Induction of hyaluronan synthase 2 by human chorionic gonadotropin in mural granulosa cells of equine preovulatory follicles.
Academic Article
Overview
abstract
In contrast to other species, the preovulatory rise in gonadotropins in mares causes a remarkable expansion of the entire granulosa cell layer in vivo, suggesting that hyaluronan (HA) synthesis may be regulated in mural granulosa cells in this species. The objectives of this study were to clone and characterize equine hyaluronan synthase 2 (HAS2) and investigate the regulation of its transcript and of HA synthesis in equine follicles during human chorionic gonadotropin (hCG)- induced ovulation. Results showed that the equine HAS2 cDNA contains a 5'-untranslated region of 436 bp, an open reading frame of 1659 bp, and a 3'-untranslated region of 707 bp.

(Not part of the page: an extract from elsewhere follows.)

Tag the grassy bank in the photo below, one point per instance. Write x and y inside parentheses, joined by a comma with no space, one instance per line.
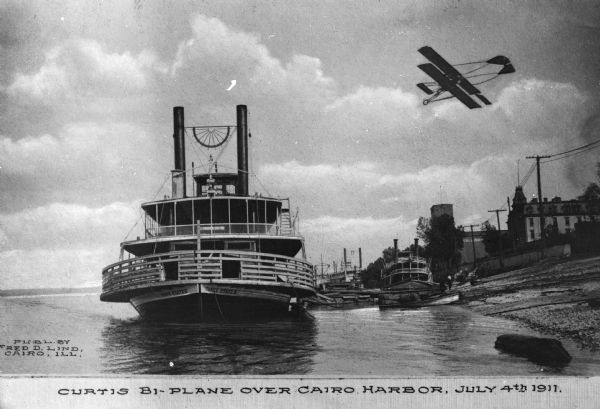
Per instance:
(559,297)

The open reading frame encodes a 552-amino acid protein that is highly conserved (98-99% identity), compared with other known mammalian homologs. The regulation of HAS2 mRNA was studied in equine follicles isolated during estrus between 0 and 39 h after an ovulatory dose of hCG and in corpora lutea obtained on d 8 of the estrous cycle. Results from semiquantitative RT-PCR/Southern blotting analyses revealed a transient induction of HAS2 during the ovulatory process. Levels of HAS2 transcripts were undetectable in follicles before hCG treatment (0 h), increased markedly after gonadotropin treatment (P < 0.05), but returned to undetectable levels in corpora lutea. Analyses performed on isolated preparations of theca interna and granulosa cells showed that the granulosa cell layer was the predominant site of HAS2 expression. An immunohistochemical approach showed that this induction of HAS2 transcript was accompanied by a dramatic increase in HA production after hCG treatment. The isolation and characterization of a 1.8-kb fragment of genomic sequence located immediately upstream of equine HAS2, and comparison with corresponding human and mouse genomic regions identified several conserved putative cis-acting elements. Thus, this study describes the primary structure of equine HAS2, demonstrates for the first time the regulation of HAS2 in mural granulosa cells during the ovulatory process in vivo and identifies a valuable model in which to study the molecular control of HAS2 gene expression.